Residential house prices in the USA have fallen for the seventeenth consecutive quarter, with values now 25% below their peak of June 2006, according to Zillow.

The fall in values is similar to that experienced during the Great Depression when property prices fell 25.9% in five years.

Stan Humphries, chief economist at Zillow, said: “While not unexpected, the unceasing declines in home values signal that we’re in for a long, bleak winter of continued troubles for the US housing market. The length and depth of the current housing recession is rivalling the Great Depression’s real estate downturn, and, with encouraging signs fading, will easily eclipse it in the coming months.”

Values have decreased in 77% of markets in Q3 2010, although they have only fallen by 1.2% from Q2 and 4.2% annually.

The biggest fallers were Miami-Fort Lauderdale and Atlanta with decreases in the quarter of 4.2% and 5.3%, annual drops of 15.2% & 13.2% sending them 53.3% & 26% below peak price respectively.

Only three locations did not register a drop in price, with Pittsburgh seeing an increase of 2.6% for the quarter and 1.6% annually leaving it only 1.4% below peak. Boston saw an 0.1% increase for Q2 and 1.6% annually, making it 17.5% below peak. Riverside in California saw no increase in the quarter but rose 0.9% annually, but prices remain 52% below peak levels.

Humphries said: “The high percentage of homeowners in negative equity continues to be troubling, in that it represents a huge number of people who are not only more vulnerable to foreclosure, but who are essentially trapped in their current homes and are prevented from selling and buying a new home.
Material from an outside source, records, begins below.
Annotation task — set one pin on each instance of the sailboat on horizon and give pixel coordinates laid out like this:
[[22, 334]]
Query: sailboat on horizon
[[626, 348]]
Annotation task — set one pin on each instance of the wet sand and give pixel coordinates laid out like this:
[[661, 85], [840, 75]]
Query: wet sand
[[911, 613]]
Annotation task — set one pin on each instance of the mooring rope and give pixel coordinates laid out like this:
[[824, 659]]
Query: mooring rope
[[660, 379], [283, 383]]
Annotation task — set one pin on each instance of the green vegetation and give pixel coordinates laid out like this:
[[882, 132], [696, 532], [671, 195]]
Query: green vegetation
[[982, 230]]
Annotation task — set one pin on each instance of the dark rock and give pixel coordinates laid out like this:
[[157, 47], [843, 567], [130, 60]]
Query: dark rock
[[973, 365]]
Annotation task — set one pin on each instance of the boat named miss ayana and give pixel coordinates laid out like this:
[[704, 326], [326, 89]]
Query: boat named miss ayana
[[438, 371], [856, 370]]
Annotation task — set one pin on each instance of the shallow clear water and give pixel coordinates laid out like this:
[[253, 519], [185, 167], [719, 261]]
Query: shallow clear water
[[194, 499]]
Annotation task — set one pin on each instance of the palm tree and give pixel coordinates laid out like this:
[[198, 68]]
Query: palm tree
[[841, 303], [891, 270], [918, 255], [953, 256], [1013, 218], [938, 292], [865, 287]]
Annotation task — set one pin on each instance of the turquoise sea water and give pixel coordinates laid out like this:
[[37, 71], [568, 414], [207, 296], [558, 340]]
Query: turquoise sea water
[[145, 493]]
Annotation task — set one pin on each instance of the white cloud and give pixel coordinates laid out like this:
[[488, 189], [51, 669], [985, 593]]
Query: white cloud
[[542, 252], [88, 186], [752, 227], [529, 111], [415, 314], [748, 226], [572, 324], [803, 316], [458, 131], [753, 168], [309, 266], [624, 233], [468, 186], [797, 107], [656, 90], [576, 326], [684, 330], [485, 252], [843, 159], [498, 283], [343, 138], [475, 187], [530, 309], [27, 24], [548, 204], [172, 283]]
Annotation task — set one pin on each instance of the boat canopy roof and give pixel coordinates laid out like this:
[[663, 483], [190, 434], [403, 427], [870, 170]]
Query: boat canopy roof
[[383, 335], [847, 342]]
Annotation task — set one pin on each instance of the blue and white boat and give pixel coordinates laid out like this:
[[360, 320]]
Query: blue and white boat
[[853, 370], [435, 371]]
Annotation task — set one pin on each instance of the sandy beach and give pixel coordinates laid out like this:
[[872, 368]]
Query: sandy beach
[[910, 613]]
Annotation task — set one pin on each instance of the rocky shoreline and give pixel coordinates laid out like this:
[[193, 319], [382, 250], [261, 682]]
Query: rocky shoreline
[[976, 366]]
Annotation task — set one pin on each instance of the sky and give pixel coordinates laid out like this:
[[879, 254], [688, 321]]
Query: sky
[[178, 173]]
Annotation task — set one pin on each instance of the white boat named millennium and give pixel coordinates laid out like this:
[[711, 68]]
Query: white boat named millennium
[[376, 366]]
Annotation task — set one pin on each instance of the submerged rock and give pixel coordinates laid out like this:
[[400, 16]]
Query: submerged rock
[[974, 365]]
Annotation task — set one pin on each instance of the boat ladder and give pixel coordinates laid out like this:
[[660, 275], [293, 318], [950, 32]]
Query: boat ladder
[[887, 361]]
This has profound implications for future demand and will be a millstone around the neck of the housing market.”
The number of single family homeowners with mortgages underwater on their mortgage in Q3 rose to 23.2%, the highest it has been since Zillow began tracking negative equity in 2009, it increased from 22.5% in Q2 2010.

Almost four out of five single family homeowners were underwater on their mortgages in the third quarter, with Las Vegas the leader as 80.2% are in negative equity, followed by Phoenix with 68.4%. In total, 11 markets tracked by Zillow had negative equity above 50%.